The legislative selection amendment would bring back the kind of system that North Carolina eliminated 150 years ago. Until the Civil War, North Carolina's legislature chose its judges. But the state's Reconstruction legislature, like some others in the South, changed how judges were chosen to get Confederates off the bench.
The convention that drafted the 1868 North Carolina Constitution included African-American delegates and others who moved to the state after the Civil War. A history of the convention, written in 1911 by Judge Henry Connor, disparaged the "Northern men … whose views and sympathies were hostile to the white people." Connor said that "the vote against ratification was entirely by the whites," and he criticized the constitution for allowing black citizens to vote. The relatively progressive document also banned slavery and abolished property requirements for voting.
The 1868 Constitution generally gave the legislature less power, shifting more to the governor and voters. The delegates to the convention rejected a proposal to preserve the state's system of letting the legislature choose judges. Abraham Galloway, a black delegate who had returned to North Carolina after fleeing to Pennsylvania to escape slavery, called the then-existing judiciary "a bastard born of sin and secession." The constitutional convention wanted new judges chosen in elections that were now open to African-American and poor white men — not judges picked by the Confederate legislature.
While the North Carolina Constitution was radically changed after the end of Reconstruction and during the Jim Crow era to restore some legislative power over the courts, judicial elections remained.
Professor Jed Shugerman's history of judicial elections, "The People's Courts," discussed how a few Southern states moved from judicial elections to merit selection in response to black voters regaining some power from 1950 to the early 1970s. Birmingham, Alabama, became the second jurisdiction in the U.S. to adopt merit selection in 1950, following the state of Missouri. Shugerman explains how racist Democratic politicians had implemented new restrictions on voting, and Birmingham's "white establishment worried that judicial scrutiny might jeopardize all of their voting restrictions against both black voters and poor whites."
Shugerman also notes that in the early 1970s, when Tennessee and Florida became the only Southern states to use merit selection to choose their supreme courts, both states had seen "the most progress in registering black voters." White southerners' interest in judicial appointments over elections, he concluded, was revived by the Voting Rights Act of 1965 and Supreme Court rulings to protect civil rights.

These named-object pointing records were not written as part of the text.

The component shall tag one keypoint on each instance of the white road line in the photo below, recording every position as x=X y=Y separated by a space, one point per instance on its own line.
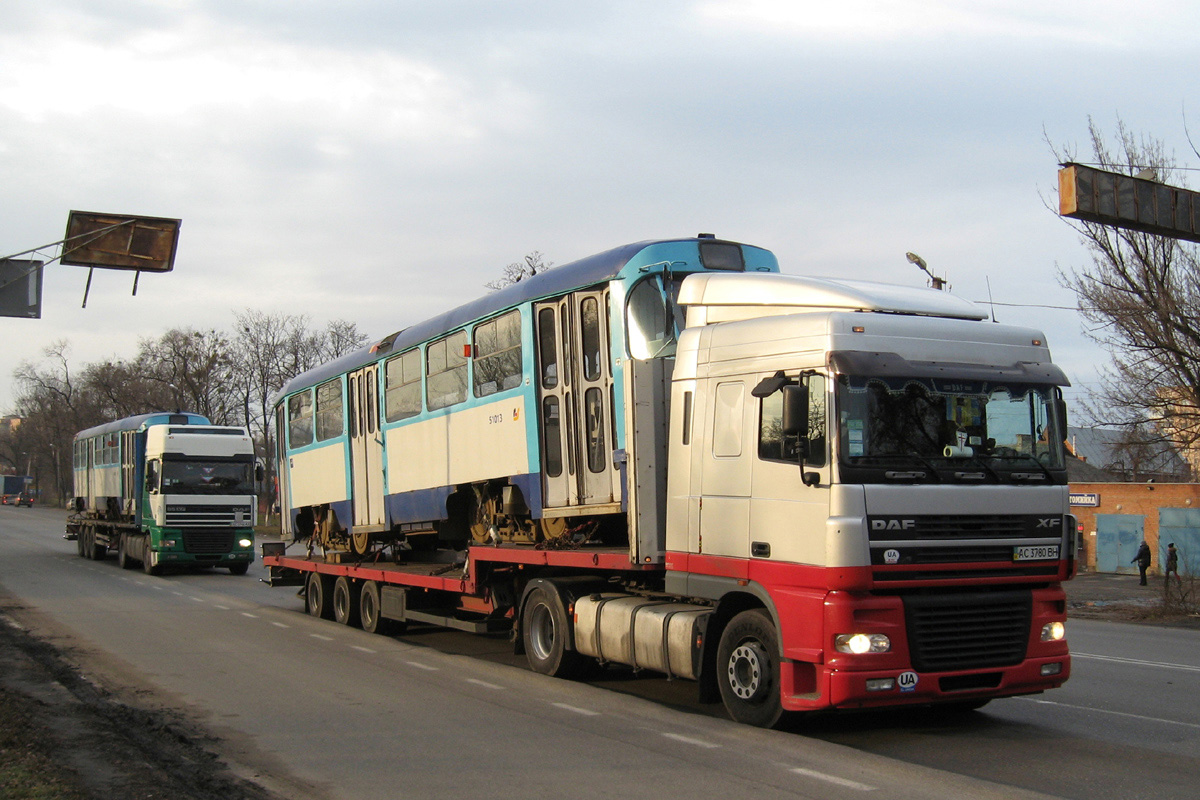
x=1138 y=662
x=834 y=780
x=575 y=709
x=689 y=740
x=1116 y=714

Some North Carolina legislators have also discussed amending the state constitution to add a voter ID requirement, which research has shown disproportionately lowers non-white voter turnout. Though a voter ID amendment would not override federal voting rights protections, it could tie the hands of state courts in addressing any discriminatory voter ID laws.
Amending the North Carolina Constitution first requires state lawmakers to approve the proposed amendment by a 60 percent margin and then approval from a majority of the voters. At a recent hearing, Republican state Rep. John Blust acknowledged that passing a legislative selection referendum would be an uphill battle. No state has approved a constitutional amendment giving up the right to elect judges since the 1980s.